The integrity assessment of dents in pipelines is primarily driven by the dent depths as per the stipulations in current codes and standards. There is a provision for strain-based analysis to quantify the severity of dents based on their shapes in the ASME B31.8 non-mandatory Appendix R. In recent years, the pipeline industry has also started leveraging more advanced techniques such as Finite Element Analysis (FEA) for dent assessment. These assessments require the detailed deformation profile of dents, which are available from In-line Inspection (ILI) tools.
The ILI tools use caliper arms that roll along the inside of the pipeline and scan the inner profile. The measurements recorded by each caliper arm are susceptible to noise due to the vibration of the ILI tool, and as a result, the dent shapes obtained from ILI are not smooth. Strain assessments of dents typically require the calculation of radius of curvature in the longitudinal and circumferential directions. This becomes a complex problem while the ILI data contains noise, particularly for relatively shallow dents, when the dent depth approaches the magnitude of the noise in the data. In these cases, the radius of curvature estimation can become highly inaccurate. Furthermore, the amount of noise in the data can vary between dents, and so the accuracy of the estimation varies as well.

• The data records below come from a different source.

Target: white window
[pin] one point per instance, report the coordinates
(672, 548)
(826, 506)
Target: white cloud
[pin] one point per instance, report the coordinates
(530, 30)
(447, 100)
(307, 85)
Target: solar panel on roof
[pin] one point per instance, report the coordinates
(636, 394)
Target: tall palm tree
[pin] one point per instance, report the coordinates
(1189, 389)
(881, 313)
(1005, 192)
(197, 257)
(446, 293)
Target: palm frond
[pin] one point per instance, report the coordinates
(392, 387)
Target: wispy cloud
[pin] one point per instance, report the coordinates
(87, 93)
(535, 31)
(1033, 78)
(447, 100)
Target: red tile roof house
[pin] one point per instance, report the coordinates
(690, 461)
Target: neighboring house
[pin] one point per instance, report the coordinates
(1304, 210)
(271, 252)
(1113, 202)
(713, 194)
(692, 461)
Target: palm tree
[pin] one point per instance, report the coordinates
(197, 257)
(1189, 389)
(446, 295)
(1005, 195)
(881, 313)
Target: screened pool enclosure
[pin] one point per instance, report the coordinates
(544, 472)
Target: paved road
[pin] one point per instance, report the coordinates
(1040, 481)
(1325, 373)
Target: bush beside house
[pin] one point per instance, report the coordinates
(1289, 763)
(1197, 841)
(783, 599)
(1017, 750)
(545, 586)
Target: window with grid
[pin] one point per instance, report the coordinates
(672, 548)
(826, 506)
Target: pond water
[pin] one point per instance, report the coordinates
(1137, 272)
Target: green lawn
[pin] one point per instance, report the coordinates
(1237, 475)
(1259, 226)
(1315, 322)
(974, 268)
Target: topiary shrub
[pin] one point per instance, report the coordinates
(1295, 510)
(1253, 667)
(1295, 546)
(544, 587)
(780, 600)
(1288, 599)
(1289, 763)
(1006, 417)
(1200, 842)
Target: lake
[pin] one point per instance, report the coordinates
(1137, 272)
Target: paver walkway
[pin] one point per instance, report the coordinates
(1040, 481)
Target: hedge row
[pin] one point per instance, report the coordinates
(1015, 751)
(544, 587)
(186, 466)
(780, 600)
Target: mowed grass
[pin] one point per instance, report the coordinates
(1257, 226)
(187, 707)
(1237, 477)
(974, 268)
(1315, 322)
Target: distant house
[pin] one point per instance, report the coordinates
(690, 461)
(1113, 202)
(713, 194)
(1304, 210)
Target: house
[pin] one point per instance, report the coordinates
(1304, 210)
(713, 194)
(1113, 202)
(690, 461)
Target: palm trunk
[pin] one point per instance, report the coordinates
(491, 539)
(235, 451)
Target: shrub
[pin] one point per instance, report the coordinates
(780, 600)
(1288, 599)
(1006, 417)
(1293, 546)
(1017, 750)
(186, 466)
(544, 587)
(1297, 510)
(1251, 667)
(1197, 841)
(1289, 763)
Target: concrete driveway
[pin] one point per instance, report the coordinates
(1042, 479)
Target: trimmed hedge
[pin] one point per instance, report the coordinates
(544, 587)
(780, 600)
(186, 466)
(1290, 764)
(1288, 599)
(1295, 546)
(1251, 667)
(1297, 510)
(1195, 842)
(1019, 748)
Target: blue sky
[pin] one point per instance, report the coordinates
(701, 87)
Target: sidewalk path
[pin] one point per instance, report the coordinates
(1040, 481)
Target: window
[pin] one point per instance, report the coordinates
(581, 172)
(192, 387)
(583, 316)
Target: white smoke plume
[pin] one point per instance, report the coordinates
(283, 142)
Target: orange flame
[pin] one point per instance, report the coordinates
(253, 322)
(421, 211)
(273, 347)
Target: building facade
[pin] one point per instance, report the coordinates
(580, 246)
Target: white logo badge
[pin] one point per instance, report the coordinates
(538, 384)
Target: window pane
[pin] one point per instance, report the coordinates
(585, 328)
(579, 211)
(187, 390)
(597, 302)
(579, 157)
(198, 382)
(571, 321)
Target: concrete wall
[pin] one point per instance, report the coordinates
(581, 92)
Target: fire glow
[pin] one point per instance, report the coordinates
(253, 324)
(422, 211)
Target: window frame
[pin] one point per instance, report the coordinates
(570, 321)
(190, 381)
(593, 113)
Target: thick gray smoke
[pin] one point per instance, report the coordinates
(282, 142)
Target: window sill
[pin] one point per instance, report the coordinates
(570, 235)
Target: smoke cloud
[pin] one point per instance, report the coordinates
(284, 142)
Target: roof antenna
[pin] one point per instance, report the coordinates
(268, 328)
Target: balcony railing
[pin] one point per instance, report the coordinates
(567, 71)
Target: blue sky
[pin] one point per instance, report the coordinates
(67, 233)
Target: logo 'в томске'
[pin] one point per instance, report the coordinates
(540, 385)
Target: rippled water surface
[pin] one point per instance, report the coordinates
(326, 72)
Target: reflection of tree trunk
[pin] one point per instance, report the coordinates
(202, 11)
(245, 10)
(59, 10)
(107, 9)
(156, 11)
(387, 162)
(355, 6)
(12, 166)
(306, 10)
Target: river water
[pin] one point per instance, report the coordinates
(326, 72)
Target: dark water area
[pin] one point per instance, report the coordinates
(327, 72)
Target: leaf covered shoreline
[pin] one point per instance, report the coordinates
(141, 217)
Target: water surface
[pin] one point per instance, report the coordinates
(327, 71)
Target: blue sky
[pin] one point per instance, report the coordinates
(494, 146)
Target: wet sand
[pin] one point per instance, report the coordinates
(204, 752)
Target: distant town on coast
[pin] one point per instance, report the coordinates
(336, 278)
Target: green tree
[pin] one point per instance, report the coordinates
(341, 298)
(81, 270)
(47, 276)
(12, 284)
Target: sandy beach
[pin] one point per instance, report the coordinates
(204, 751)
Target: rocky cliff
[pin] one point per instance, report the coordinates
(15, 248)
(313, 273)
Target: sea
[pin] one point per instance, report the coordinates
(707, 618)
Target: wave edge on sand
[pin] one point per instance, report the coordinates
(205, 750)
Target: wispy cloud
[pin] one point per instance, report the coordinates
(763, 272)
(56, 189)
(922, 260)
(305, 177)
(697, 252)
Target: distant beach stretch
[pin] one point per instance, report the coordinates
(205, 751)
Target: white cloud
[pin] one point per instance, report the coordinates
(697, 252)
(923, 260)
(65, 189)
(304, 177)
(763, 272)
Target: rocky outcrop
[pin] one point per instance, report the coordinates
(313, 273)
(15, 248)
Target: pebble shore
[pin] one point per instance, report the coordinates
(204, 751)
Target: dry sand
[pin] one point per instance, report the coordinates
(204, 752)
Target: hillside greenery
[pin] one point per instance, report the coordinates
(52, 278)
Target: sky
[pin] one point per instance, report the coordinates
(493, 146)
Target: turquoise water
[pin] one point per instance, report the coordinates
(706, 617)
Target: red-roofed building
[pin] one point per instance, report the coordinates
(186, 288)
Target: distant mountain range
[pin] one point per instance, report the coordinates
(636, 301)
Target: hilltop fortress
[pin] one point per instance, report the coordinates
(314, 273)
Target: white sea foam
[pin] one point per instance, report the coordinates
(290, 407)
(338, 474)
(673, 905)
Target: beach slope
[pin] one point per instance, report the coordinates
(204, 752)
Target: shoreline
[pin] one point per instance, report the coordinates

This paper presents several methods to resolve the above-mentioned issues. To address the issue of data noise itself, a combination of Fast Fourier Transform (FFT) and Gaussian filtering is used to produce a smooth profile that can be used to calculate the maximum radius of curvature of the dent. The smoothed profile also results in a better estimation of dent depth. To estimate the amount of uncertainty in the data, we apply many independent iterations of random noise to the smoothed curve. Characteristics required for further reliability analysis, such as dent depth or radius of curvature, are calculated for each iteration. This forms a distribution for each characteristic, and the properties of each distribution are used to quantify the uncertainty in the ILI data.